In this world and the next

There was a poetry in the hymns we sang at High Ham Primary School.  Apart from the entirely banal When a knight won his spurs, the choices from our hymnbook were weighty in theological and literary terms.  Even to someone who had few religious inclinations, there was imagery and imagination in the lines we sang.  There were words we did not understand, words that might have prompted pondering even among adults. There were rhymes and alliteration and the sort of poetic devices our teacher tried to teach us.  Lines like which wert and art and evermore shalt be linger in the memory more than fifty years after standing in that long gone classroom.

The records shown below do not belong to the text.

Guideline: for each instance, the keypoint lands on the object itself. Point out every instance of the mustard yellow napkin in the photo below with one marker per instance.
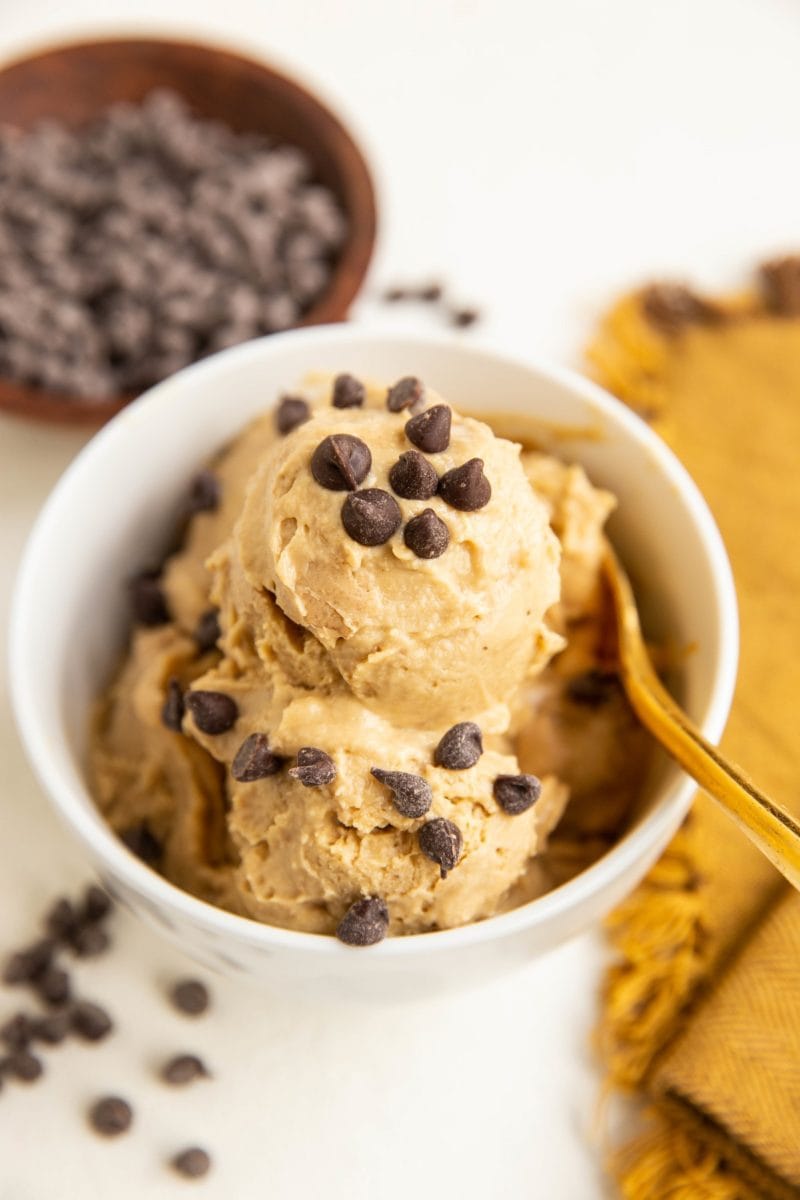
(702, 1009)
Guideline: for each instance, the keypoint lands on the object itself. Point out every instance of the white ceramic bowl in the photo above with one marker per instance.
(112, 509)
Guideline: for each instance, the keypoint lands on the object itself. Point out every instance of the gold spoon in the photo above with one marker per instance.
(771, 828)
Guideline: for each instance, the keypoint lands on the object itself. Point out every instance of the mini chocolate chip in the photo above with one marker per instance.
(516, 793)
(341, 462)
(91, 1021)
(90, 941)
(591, 688)
(780, 280)
(172, 714)
(96, 904)
(23, 1066)
(29, 963)
(411, 795)
(407, 393)
(148, 599)
(440, 840)
(427, 534)
(431, 430)
(61, 919)
(206, 630)
(192, 1163)
(53, 1029)
(413, 477)
(17, 1031)
(348, 391)
(143, 843)
(459, 748)
(184, 1068)
(53, 985)
(292, 412)
(672, 306)
(465, 487)
(314, 767)
(254, 760)
(214, 712)
(204, 492)
(190, 996)
(110, 1116)
(371, 516)
(462, 318)
(365, 923)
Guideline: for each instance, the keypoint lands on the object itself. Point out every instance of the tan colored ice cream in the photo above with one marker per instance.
(366, 653)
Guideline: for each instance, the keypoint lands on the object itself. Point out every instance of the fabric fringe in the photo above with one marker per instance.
(668, 1163)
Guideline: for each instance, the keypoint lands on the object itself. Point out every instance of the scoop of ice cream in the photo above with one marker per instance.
(422, 640)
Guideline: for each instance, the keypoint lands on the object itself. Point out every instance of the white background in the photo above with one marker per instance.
(540, 156)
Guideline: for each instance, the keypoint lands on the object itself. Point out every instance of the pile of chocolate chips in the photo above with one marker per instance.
(78, 928)
(149, 239)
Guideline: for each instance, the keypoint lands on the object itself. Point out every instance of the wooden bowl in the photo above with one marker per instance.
(76, 82)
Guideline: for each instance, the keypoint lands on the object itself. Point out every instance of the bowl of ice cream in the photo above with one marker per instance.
(368, 690)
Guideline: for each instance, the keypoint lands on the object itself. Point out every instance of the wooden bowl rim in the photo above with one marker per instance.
(47, 405)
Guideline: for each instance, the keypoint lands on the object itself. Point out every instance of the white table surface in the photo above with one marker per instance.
(540, 156)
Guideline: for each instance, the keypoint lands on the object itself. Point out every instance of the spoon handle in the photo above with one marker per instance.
(774, 831)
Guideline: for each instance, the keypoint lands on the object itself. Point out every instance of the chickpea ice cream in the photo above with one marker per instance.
(364, 691)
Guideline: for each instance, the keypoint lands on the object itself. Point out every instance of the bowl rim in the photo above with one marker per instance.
(352, 269)
(633, 847)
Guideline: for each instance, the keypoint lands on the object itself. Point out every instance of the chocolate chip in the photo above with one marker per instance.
(459, 748)
(407, 393)
(431, 292)
(96, 904)
(190, 996)
(516, 793)
(413, 477)
(142, 841)
(348, 391)
(148, 599)
(172, 713)
(427, 534)
(90, 941)
(91, 1021)
(780, 280)
(184, 1068)
(341, 462)
(254, 760)
(214, 712)
(431, 430)
(593, 688)
(440, 840)
(206, 630)
(61, 919)
(23, 1066)
(314, 767)
(292, 412)
(462, 318)
(411, 795)
(28, 964)
(53, 1029)
(17, 1031)
(371, 516)
(110, 1116)
(204, 492)
(192, 1163)
(53, 985)
(465, 487)
(672, 307)
(365, 923)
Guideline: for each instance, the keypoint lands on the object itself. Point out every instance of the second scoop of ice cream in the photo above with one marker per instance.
(419, 640)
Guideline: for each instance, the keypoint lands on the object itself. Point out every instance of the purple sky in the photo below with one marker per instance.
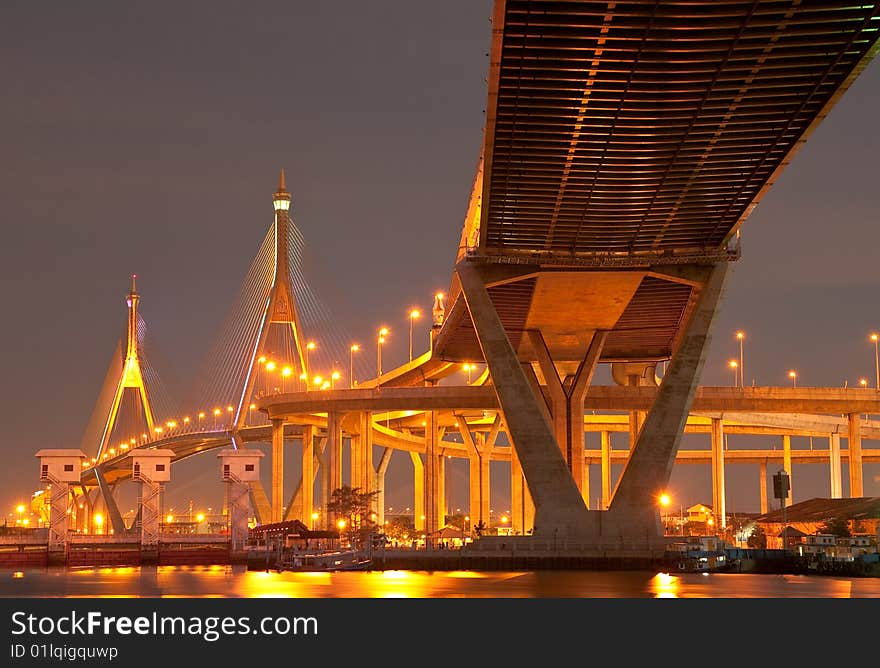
(148, 139)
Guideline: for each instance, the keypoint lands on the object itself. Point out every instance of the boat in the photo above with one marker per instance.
(324, 560)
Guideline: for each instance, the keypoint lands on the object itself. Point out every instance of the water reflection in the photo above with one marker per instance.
(236, 581)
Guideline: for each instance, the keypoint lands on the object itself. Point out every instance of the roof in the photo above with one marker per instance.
(292, 527)
(447, 532)
(821, 510)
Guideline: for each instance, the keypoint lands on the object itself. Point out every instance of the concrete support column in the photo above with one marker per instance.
(478, 474)
(277, 469)
(522, 507)
(516, 492)
(367, 482)
(567, 404)
(834, 456)
(786, 464)
(856, 489)
(763, 485)
(418, 491)
(379, 485)
(308, 478)
(634, 506)
(718, 491)
(559, 505)
(434, 474)
(606, 470)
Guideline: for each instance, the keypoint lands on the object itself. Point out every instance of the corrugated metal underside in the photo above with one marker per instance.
(637, 126)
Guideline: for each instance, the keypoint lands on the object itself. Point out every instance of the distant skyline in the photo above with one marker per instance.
(147, 139)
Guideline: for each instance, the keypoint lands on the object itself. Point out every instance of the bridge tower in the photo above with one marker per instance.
(280, 306)
(131, 375)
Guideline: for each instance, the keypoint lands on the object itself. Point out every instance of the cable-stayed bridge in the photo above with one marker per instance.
(625, 146)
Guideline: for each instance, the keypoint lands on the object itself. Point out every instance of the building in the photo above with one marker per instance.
(810, 517)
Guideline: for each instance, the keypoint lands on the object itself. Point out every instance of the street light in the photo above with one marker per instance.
(664, 500)
(383, 332)
(875, 337)
(740, 335)
(351, 351)
(310, 346)
(413, 314)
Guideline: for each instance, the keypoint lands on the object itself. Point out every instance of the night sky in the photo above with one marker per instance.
(148, 137)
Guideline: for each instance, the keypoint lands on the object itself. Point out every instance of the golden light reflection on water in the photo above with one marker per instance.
(664, 585)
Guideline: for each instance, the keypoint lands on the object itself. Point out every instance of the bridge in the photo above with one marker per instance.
(625, 146)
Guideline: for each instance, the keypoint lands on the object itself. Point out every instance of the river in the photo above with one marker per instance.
(236, 582)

Perhaps such childhood experiences helped create a sense of timelessness, a sense of living at every moment all at once, a recalling of distant memories with a realism so vivid that the linear order of events can become confused. The boy at High Ham school is much a part of the present as are the subsequent incarnations of him, the child being the father of the man and all that stuff.

Stepping out of the car at the house that has been the family home for the past fifty-seven years, there was a moment in which all the moments seemed gathered. Perhaps it was the sense of the approach of Easter, perhaps it was simply the sound of silence and birdsong after the noise of Dublin.

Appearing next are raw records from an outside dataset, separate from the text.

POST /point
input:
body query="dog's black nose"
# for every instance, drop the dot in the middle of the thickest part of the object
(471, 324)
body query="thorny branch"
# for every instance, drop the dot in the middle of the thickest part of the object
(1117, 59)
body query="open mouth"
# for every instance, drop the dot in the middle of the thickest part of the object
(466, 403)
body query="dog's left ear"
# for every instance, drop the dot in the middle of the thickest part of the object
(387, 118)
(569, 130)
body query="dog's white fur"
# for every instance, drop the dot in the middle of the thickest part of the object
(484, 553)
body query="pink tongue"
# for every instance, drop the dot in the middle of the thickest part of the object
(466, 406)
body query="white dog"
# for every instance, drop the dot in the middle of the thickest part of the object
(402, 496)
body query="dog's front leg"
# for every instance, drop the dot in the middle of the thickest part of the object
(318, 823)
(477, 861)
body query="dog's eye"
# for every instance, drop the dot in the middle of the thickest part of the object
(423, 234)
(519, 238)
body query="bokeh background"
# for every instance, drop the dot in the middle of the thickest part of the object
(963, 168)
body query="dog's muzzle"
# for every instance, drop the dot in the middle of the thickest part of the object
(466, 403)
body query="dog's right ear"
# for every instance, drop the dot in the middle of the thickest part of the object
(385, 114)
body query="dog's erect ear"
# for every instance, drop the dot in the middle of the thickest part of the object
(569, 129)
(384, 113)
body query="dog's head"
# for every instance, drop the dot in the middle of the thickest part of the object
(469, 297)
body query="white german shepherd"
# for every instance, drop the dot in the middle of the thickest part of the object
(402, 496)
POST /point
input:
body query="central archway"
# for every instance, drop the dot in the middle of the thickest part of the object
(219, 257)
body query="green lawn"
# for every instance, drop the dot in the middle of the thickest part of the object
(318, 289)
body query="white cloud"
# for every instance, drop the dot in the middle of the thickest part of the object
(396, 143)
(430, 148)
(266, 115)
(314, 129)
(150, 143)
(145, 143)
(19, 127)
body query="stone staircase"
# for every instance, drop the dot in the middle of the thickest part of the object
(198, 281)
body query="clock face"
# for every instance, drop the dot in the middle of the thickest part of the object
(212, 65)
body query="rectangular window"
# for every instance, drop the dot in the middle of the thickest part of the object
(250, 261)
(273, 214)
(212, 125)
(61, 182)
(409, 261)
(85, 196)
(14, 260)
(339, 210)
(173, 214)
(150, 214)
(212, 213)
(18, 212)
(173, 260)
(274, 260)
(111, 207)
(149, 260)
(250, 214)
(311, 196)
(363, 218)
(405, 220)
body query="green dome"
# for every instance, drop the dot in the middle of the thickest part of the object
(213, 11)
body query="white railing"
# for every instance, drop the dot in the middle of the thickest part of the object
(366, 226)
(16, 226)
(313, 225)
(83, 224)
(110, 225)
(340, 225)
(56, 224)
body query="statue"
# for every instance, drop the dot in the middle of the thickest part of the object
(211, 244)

The landscape of home has been inhabited for two millennia, the mosaic floor from the Roman villa lies in the county museum.  There are people who claim to have seen legionnaires passing through.

Turning toward the door, the thought occurred that the number of years when such moments might occur was much less than it had been.  How many more times might I drive the road from Fishguard to Somerset? How many more spring evenings might there be when arrival is greeted by birdsong and tranquility?

In a moment, there came the realisation that it didn’t really matter, it didn’t matter what decade it might be, none of it mattered if time was all at once.

I smiled recalling Miss Rabbage sitting at the piano in the junior classroom. The hymns, the timeless hymns, Now thank we all, our God was among them.

. . . keep us in his grace,
and guide us when perplexed,
and free us from all ills
in this world in the next.

This world, the next world, the past world, which wert and art and evermore shalt be.